Which made the entire experience appear in a purple-and-green tint. Ladies and gentlemen, I give you The Joker.
Under a full-scale X environment everything is fine, of course. And dropping the color depth to 8bpp makes everything right, more or less. Seems like it should be able to do better though. …
I’ll have to tinker with a few other 586-friendly distros, and see if I get the same mischievousness. No harm, no foul … but comical just the same.
Get it? Comical?! Ha! A pun!
P.S.: That’s dvtm by the way, and quite enjoyable at 450Mhz. But when your G key is acting up, it gets a little frustrating. …






That would be hilarious except for Heath Ledger killing himself and all.
So recompile dvtm and move to a saner modifier key
I had the same issue when i tried to setup framebuffer support for an old Toshiba Portégé 3110CT with Debian Squeeze.
The “new way” to edit GRUB_GFXMODE and GRUB_GFXPAYLOAD_LINUX in /etc/default/grub did work but also resulted in this unusual greenish view.
So i used the old way and changed GRUB_CMDLINE_LINUX_DEFAULT=”quiet splash vga=788″, with vga=788 for 800×600 resolution.
Miraculously this solved the problem.
You can revert to the normal GRUB in Debian by installing the grub-legacy package (GRUB 2 is grub-pc).

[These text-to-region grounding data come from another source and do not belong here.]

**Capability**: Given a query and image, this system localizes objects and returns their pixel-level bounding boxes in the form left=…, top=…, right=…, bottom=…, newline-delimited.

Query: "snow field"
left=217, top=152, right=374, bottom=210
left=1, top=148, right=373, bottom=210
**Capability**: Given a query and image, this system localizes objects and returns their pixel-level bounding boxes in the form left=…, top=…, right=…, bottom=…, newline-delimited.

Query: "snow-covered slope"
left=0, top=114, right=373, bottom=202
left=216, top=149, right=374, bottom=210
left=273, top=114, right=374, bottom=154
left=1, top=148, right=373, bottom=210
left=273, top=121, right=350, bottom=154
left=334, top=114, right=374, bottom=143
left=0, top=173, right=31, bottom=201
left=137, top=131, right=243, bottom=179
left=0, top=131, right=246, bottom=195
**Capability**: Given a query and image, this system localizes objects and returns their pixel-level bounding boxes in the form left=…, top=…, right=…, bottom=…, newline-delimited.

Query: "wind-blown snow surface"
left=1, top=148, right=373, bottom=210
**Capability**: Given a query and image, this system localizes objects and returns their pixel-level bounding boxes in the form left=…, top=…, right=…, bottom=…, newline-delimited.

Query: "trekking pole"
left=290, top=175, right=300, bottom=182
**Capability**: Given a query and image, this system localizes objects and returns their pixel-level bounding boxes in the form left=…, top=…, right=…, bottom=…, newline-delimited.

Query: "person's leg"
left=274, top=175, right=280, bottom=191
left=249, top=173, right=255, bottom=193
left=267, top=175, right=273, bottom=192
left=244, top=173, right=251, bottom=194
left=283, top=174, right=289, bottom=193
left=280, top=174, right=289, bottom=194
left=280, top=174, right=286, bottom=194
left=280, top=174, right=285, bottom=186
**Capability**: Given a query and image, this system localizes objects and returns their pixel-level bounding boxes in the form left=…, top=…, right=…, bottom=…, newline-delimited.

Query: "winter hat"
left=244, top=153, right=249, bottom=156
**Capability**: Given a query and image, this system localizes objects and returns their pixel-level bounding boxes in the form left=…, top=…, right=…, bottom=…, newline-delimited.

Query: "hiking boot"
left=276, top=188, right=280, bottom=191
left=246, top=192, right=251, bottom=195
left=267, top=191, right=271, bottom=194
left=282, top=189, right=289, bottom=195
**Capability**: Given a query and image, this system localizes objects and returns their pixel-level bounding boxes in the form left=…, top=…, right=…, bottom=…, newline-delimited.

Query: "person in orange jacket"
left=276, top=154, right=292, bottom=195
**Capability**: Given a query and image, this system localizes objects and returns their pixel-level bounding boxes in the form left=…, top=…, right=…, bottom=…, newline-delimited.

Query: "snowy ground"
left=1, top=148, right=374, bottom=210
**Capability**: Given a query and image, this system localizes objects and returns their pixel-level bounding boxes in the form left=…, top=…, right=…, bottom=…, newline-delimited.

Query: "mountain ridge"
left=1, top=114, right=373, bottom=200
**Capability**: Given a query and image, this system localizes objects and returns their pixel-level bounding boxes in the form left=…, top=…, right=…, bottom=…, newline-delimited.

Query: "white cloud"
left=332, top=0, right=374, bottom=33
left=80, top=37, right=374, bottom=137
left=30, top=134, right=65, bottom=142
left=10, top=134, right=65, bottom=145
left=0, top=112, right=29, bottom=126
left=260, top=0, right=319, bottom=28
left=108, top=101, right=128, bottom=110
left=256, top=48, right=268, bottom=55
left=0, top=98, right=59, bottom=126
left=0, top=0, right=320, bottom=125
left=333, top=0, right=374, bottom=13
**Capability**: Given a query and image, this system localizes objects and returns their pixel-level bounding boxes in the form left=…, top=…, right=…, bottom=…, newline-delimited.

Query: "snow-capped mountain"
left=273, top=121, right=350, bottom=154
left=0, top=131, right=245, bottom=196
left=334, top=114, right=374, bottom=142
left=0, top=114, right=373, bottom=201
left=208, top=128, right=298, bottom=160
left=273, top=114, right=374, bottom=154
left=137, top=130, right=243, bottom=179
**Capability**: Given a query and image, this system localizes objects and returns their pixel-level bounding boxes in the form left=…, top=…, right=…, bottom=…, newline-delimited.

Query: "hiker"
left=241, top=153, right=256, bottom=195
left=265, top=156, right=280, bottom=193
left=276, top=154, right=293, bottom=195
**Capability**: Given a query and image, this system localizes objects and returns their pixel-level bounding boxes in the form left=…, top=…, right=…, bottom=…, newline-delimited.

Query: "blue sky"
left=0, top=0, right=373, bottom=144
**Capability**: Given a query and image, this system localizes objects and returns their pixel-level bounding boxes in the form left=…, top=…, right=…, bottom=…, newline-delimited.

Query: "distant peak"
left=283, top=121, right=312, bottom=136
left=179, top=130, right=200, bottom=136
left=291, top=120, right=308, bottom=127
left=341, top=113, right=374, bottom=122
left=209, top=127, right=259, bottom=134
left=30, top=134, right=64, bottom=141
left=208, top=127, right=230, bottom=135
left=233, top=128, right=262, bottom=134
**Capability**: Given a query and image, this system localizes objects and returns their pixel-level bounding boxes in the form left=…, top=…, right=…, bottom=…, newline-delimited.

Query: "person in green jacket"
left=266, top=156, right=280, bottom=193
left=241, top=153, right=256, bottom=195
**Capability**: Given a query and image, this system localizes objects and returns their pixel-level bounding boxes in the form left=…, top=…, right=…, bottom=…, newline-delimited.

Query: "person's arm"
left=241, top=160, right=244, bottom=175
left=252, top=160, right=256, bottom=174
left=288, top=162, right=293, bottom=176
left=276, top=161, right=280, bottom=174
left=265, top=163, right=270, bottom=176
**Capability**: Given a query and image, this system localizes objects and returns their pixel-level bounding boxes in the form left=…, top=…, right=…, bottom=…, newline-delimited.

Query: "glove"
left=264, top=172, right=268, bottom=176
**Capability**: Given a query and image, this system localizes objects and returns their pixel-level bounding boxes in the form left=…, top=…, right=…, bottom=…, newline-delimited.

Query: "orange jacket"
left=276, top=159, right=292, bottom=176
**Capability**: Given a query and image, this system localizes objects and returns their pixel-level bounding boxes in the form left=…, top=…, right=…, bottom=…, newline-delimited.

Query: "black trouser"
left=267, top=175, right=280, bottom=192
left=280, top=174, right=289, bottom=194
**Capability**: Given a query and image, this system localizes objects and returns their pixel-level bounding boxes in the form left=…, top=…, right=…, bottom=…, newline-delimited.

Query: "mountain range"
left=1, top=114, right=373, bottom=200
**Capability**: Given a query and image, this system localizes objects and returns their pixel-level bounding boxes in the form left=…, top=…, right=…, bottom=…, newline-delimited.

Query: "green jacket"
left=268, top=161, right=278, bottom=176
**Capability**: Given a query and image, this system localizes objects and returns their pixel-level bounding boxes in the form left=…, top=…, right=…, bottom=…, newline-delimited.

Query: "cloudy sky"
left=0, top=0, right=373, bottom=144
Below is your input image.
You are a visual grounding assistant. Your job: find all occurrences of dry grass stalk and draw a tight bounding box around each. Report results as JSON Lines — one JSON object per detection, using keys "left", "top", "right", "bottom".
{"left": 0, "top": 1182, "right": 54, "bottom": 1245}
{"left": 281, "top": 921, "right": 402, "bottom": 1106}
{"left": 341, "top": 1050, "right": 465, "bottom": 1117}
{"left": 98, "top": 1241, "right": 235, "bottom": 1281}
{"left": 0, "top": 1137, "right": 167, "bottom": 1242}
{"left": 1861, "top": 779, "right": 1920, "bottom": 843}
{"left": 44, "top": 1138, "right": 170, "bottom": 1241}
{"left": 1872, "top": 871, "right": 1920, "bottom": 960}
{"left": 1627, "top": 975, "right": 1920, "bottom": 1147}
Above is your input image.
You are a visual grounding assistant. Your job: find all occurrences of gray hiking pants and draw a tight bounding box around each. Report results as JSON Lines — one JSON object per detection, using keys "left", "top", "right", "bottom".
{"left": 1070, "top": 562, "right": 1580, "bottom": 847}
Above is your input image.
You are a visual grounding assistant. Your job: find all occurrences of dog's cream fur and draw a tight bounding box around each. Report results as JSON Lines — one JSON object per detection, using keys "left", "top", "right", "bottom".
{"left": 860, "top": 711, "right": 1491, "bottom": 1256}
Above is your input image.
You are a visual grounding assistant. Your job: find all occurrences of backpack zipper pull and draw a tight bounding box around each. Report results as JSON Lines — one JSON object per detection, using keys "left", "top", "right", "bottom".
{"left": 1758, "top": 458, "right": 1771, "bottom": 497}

http://packages.debian.org/squeeze/grub-legacy
Also you don’t have the colour depth set right…16bit results in the green hue… set it to 24 and you should be right…I’ve noticed this on just about every laptop i’ve seen so far…
On this machine, 24-bit does the same thing. It’s a green wash until I set it to 8-bit, which is acceptable. The video card can do 16-bit color under X, but not 24-bit. Invariably X sets the depth to 24-bit by default and I get a dead black screen, so I always end up forcing it down a peg.